Imperator Julio César —susurraba con voz rasposa el título que le correspondía a los generales victoriosos en el campo de batalla, que le concedieron para premiarlo a perpetuidad—. Dictador vitalicio. —Expulsaba las palabras vaciando los pulmones y recreándose en ellas.

     ¿Por qué se enorgullecía? Porque asumiría la plena autoridad del estado mientras viviera. Antes el Senado la cedía de forma temporal y para solventar una emergencia militar concreta. ¡Qué grande era, casi tanto como Alejandro Magno!

     Un movimiento inoportuno lo distrajo. Le echó una mirada despectiva a Calpurnia: en posición fetal sobre el lecho efectuaba unos sonidos alegres al roncar, similares a los resoplidos de los potros. Resultaban molestos e interrumpían la profunda reflexión sobre las atribuciones extraordinarias para gobernar que poseía y que se sumaban al reconocimiento como semidiós[v]. El poder y el renombre iban primero, aunque le agradaba que sus imágenes desfilasen en las procesiones junto a las de los dioses. ¿Si le satisfacían los sacrificios festejando en Quintilis[vi] su cumpleaños y las plegarias anuales por más salud? Sí, al igual que el reconocimiento de que la gens Julia descendía de Venus a través de Eneas, el hijo, héroe sobreviviente de la guerra de Troya.
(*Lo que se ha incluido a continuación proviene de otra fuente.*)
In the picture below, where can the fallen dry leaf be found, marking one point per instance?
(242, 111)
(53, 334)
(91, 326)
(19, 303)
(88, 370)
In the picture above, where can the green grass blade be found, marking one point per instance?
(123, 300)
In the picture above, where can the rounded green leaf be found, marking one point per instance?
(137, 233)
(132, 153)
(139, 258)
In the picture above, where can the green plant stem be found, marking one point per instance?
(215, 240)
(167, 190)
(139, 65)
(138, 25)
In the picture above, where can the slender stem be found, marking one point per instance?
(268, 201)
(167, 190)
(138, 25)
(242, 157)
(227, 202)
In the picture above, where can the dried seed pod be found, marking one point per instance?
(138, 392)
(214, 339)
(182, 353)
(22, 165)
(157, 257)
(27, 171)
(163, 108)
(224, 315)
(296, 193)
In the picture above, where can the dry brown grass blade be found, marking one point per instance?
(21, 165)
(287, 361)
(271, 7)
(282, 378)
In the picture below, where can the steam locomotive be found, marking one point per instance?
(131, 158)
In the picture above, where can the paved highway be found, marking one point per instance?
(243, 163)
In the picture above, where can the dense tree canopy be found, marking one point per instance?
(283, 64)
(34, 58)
     Hizo tintinear las monedas con las que jugaba y luego analizó una. Acarició en el anverso el relieve de la diosa del amor y frotó en el reverso la inscripción Caesar[vii], colocada para enaltecer al antepasado que había matado un elefante en combate[viii]. Hazaña que, como digno descendiente, él igualaría en la guerra contra los partos, pues festejar cuatro Triunfos lo dejaron con ganas de más. ¡Si hasta el Gran Pompeyo había conseguido solamente tres!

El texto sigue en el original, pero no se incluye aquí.